Je suis diplômé de l'Ecole Centrale de Lille. Après avoir travaillé sur l'OpenData à Manchester, j'ai fait l'aller retour entre activités d'entrepreneur et de freelance avant de rejoindre OpenDataSoft à l'été 2015.
Initiatives Open Data et défis technologiques
Dans un monde où la création de valeur est de plus en plus distribuée et où l'intermédiation est la principale menace pour la plupart des organisations établies, l'Open Data s'impose comme une démarche efficace techniquement et économiquement.

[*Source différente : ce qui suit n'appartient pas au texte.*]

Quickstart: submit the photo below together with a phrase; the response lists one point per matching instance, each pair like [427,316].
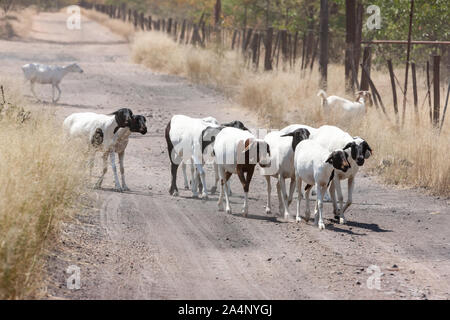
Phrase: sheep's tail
[323,98]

L'objet de ce cours sera donc de faire une mise en perspective assez générale de l'économie de la données et ses mutations depuis l'avènement du numérique. De présenter comment l'Open Data s'inscrit dans cette dynamique. Puis d'expliquer très concrètement quel est le modèle d'affaire d'OpenDataSoft afin d'avoir un exemple très concret. Enfin se sera l'occasion d'évoquer les problématiques techniques ou les questions plus juridiques de licences.
Tristan Allard
Tristan Allard is currently holding an assistant professor position (MCF) at the University of Rennes 1. He conducted his PhD at the University of Versailles during which he worked on the sanitization of personal data distributed over secure personal data servers. Before joining the University of Rennes 1, he was a postdoc at Inria Montpellier, where he focused on the privacy-preserving clustering of personal time-series decentralized over personal devices. Now at Rennes 1, he continues designing privacy-preserving techniques for personal data management, in a variety of settings (crowdsourcing, cloud, peer-to-peer), by interwining encryption and sanitization schemes.
Privacy-Preserving Data Publishing : Where Are We Now?
The massive personal datasets collected by today's companies or institutions are valuable resources, both for the entities that hold them and for society at large. Privacy-preserving data publishing aims at opening personal datasets to large-scale analysis without jeopardizing the individuals privacy. The problem is hard, ranging from the definition of an adequate privacy criteria to the design of efficient and useful privacy algorithms. Ten years after the publications of the two seminal l-Diversity and Differential Privacy works, this lecture is a guided tour of the main privacy-preserving data publishing models and algorithms. We will synthesize the partition-based and differential privacy families of models and algorithms, analyze their strengths and weaknesses, and try to extract strong tendencies from the past decade.
Christophe Pradal
Christophe Pradal is a researcher at CIRAD and at INRIA, in the
VirtualPlants project, in Montpellier. He is the project leader of
OpenAlea, an international open source scientific workflow system. Prior
to that, he spent 4 years in the industry, at Dassault Systèmes
(1998-2002) during which he designed topological and geometrical
operators used in the automotive industry, aeronautical design and
shipbuilding. His research interests focus on scientific workflows,
reproductibility, computational modeling of plants morphogenesis, and
plant phenotyping.
Scientific Workflows
Analysing scientific data may involve very complex and interlinked steps
where several tools are combined together. Scientific workflows systems
have reached a level of maturity that makes them able to support the
design and execution of such in-silico experiments. They provide a
systematic way of describing the scientific and data methods, and
execute complex analysis on a variety of distributed resources.
In this lecture, we will review main features of scientific workflows
(representation,
composition, model of computation, execution, mapping), present
different workflows systems, and illustrate how algebraic scientific
workflow and provenance can enhance reproductibility in the analysis and
simulation of complex systems in biology.